A new study in JAMA Neurology has shown promising results in speeding up evaluation and therapy in patients with strokes using a mobile stroke response team with remotely located radiologists & stroke neurologists.
The Mobile Stroke Treatment Units (MSTU) were launched by the Cleveland Clinic last year to respond to potential stroke calls coming in via 911 in parallel to EMS. While similar teams have used teams that include neurologists who travel with the group, the Cleveland Clinic MSTU uses a telemedicine platform to enable remote evaluation by a stroke neurologist.
The Cleveland Clinic MSTU includes an RN, paramedic, EMT, and CT technologist who bring with them a mobile CT unit and onboard point-of-care testing capabilities including INR, blood glucose, electrolytes, platelet counts, and more.
When the team arrives and an acute stroke is suspected after initial evaluation, they complete a full assessment, get IV access, do a dry CT, and get blood to run the POC labs. They then remote in the stroke neurologist who can remotely evaluate the patient with all of that information in hand via an EHR where it’s all loaded. The neurologist can then recommend tPA administration, which can be done in the MSTU.

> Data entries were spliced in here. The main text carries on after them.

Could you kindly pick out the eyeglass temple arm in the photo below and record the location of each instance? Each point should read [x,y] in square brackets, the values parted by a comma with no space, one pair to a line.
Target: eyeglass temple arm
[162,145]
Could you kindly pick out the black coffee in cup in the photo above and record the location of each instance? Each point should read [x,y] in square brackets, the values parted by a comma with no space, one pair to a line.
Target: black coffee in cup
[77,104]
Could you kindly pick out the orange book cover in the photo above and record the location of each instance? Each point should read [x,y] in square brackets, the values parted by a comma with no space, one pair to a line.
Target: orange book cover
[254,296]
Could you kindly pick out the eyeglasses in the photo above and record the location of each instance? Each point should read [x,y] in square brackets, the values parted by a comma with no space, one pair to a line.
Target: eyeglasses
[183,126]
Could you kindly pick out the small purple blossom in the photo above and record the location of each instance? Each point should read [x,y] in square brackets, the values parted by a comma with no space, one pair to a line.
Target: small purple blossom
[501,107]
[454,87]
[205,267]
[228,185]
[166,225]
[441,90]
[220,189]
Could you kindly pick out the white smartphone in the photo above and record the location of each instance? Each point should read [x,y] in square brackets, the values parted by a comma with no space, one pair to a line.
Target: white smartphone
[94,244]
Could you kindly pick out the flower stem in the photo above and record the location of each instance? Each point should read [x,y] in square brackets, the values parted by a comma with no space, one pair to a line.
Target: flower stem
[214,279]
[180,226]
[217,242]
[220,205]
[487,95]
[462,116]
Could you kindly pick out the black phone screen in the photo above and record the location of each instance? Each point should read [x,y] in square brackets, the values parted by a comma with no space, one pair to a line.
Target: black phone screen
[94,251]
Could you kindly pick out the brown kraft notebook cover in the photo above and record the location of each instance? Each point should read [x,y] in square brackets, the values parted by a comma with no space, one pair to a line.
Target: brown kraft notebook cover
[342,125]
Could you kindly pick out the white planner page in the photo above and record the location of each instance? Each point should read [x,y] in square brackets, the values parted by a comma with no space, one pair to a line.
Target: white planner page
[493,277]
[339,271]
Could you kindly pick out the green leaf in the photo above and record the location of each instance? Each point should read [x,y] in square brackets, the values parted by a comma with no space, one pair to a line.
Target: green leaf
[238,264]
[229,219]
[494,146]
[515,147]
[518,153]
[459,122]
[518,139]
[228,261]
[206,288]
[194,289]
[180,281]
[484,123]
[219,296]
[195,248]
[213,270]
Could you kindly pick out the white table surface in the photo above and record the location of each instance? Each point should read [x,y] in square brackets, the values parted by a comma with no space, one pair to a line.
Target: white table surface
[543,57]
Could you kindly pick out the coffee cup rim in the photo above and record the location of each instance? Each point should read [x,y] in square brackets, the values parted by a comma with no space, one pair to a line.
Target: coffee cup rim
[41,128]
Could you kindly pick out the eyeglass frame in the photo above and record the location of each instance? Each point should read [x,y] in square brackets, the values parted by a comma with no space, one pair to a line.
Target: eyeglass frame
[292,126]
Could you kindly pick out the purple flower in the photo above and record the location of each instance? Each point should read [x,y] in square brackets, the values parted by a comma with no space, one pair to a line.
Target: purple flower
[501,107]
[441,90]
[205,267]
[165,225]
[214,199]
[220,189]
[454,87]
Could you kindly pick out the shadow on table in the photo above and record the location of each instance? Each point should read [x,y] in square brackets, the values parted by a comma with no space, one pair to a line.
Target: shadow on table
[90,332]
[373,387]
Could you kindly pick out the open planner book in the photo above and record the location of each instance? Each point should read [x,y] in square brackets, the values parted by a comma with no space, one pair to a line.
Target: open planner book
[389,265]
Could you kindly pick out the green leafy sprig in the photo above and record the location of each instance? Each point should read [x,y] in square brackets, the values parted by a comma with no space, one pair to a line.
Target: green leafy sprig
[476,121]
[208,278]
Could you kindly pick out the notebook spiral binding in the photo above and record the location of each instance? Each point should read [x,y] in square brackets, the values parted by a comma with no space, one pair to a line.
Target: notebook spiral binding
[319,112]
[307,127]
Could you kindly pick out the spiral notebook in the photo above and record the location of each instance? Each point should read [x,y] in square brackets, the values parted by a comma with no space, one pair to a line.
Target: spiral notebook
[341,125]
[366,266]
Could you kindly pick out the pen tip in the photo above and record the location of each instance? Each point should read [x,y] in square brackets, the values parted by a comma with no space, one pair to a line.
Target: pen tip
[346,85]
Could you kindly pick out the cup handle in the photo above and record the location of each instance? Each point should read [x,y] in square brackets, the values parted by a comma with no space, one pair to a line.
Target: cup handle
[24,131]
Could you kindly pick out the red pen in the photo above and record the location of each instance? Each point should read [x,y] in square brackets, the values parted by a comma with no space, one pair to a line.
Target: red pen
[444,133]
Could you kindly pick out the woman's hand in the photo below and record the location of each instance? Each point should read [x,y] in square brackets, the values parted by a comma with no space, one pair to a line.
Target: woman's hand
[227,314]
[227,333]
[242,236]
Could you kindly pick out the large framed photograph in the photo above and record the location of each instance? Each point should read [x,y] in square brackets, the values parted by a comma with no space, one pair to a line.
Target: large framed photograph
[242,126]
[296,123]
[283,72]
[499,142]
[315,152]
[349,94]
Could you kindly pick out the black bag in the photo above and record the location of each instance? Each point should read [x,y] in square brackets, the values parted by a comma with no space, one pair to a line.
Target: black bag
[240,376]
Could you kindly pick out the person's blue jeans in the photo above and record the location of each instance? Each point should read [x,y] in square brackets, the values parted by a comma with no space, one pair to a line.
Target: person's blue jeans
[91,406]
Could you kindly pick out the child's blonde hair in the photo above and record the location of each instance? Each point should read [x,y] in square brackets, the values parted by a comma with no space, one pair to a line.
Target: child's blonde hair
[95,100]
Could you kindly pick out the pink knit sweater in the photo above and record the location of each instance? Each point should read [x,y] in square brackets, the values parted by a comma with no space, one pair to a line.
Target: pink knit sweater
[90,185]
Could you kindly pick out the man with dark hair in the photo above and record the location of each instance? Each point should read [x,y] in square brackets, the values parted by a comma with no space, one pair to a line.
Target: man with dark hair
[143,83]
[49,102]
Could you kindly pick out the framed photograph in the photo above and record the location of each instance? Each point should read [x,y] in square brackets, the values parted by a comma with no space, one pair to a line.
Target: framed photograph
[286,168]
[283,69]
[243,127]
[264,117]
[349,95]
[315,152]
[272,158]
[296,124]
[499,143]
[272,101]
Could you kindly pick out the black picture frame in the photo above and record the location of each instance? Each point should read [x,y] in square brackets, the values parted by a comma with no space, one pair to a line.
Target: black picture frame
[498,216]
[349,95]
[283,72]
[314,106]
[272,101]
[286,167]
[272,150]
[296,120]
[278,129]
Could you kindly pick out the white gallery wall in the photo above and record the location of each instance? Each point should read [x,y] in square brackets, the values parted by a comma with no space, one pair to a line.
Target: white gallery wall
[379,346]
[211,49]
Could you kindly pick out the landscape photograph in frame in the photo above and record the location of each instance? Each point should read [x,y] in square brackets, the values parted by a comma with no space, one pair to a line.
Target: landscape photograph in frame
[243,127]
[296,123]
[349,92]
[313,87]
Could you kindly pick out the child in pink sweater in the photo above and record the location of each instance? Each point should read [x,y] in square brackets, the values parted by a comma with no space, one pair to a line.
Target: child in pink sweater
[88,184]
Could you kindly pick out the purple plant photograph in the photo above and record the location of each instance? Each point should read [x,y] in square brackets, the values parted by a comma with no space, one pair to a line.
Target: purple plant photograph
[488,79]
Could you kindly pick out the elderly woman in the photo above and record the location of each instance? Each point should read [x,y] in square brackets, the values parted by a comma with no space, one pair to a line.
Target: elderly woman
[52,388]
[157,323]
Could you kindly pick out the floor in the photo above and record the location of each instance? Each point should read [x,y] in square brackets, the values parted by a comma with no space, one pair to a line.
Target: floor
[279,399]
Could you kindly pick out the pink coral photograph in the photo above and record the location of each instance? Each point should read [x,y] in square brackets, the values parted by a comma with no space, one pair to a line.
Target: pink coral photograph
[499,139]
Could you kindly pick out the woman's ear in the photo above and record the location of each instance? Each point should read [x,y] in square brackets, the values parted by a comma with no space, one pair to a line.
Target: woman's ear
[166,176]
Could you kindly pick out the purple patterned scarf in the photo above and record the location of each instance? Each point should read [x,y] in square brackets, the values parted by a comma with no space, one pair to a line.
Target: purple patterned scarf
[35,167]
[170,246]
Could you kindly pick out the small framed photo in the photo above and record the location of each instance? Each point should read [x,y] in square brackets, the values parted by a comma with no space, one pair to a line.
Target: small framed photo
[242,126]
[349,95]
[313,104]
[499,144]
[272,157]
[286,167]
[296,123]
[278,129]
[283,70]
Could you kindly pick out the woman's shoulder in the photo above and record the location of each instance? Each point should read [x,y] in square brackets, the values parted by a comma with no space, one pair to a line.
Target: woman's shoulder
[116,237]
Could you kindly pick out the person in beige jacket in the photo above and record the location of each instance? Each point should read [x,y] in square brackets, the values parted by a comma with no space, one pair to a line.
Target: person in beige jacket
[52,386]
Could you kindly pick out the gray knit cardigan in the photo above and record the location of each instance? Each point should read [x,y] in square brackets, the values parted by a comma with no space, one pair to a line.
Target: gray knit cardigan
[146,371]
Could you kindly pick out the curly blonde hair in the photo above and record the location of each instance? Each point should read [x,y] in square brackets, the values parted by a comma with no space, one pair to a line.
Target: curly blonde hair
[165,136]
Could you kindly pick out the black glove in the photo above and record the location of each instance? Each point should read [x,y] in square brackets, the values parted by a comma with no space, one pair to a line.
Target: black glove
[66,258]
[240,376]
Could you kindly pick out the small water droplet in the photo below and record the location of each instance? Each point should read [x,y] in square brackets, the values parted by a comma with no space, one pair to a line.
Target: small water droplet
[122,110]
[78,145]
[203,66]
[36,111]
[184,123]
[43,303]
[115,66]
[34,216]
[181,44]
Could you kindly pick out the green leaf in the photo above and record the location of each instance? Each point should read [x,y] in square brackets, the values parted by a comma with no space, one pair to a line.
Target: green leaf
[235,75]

They looked at different process measures to see if use of the MSTU sped up delivery of care for stroke patients in comparison to a historical comparison group of 56 patients from the six months before the study started.
They found a shorter time to obtaining the head CT (13 mins vs. 18 mins, p = 0.003) though it’s notable that time to the actual CT read was the same in both groups (25 mins). The time to getting blood work, specifically INR, was much shorter (13 mins vs. 44 mins, p < 0.001). And the all important time to tPA administration was shorter as well (32 mins vs. 58 mins, p < 0.001).
In looking at feasibility, they noted some important hiccups in the process. For example, in one of the MSTU encounters, the telemedicine station power was turned off – preventing the stroke neurologist from remotely evaluating the patient. There were also six video disconnects and two episodes where there was significant delay in CT image file transfer over the wireless network.
The concept is interesting and certainly promising in acute stroke care, where the standard of care is a peripherally administered medication with a pretty small time window. I can’t imagine operating an MSTU is cheap, especially given the number of staff required as well as equipment maintenance. In the more far flung areas, where we often think about these types of systems performing best, incidence of acute strokes may not justify a 24-7/365 service requiring four trained healthcare professionals.
Costs could be mitigated by trying to use existing staff at hospitals where there is some redundancy. Or the scope of practice for this team and the specialists available to them could be expanded so that they could respond to more than just strokes. For example, chest pain calls in remote areas where tPA is the preferred therapy could be tackled by a similar team with cardiology support.
Over time, we’ll probably start seeing data on outcomes and cost effectiveness from systems like the MSTU. And that data, rather than hype or exaggerated promises of impact, can help guide decisions on deployment in other locales.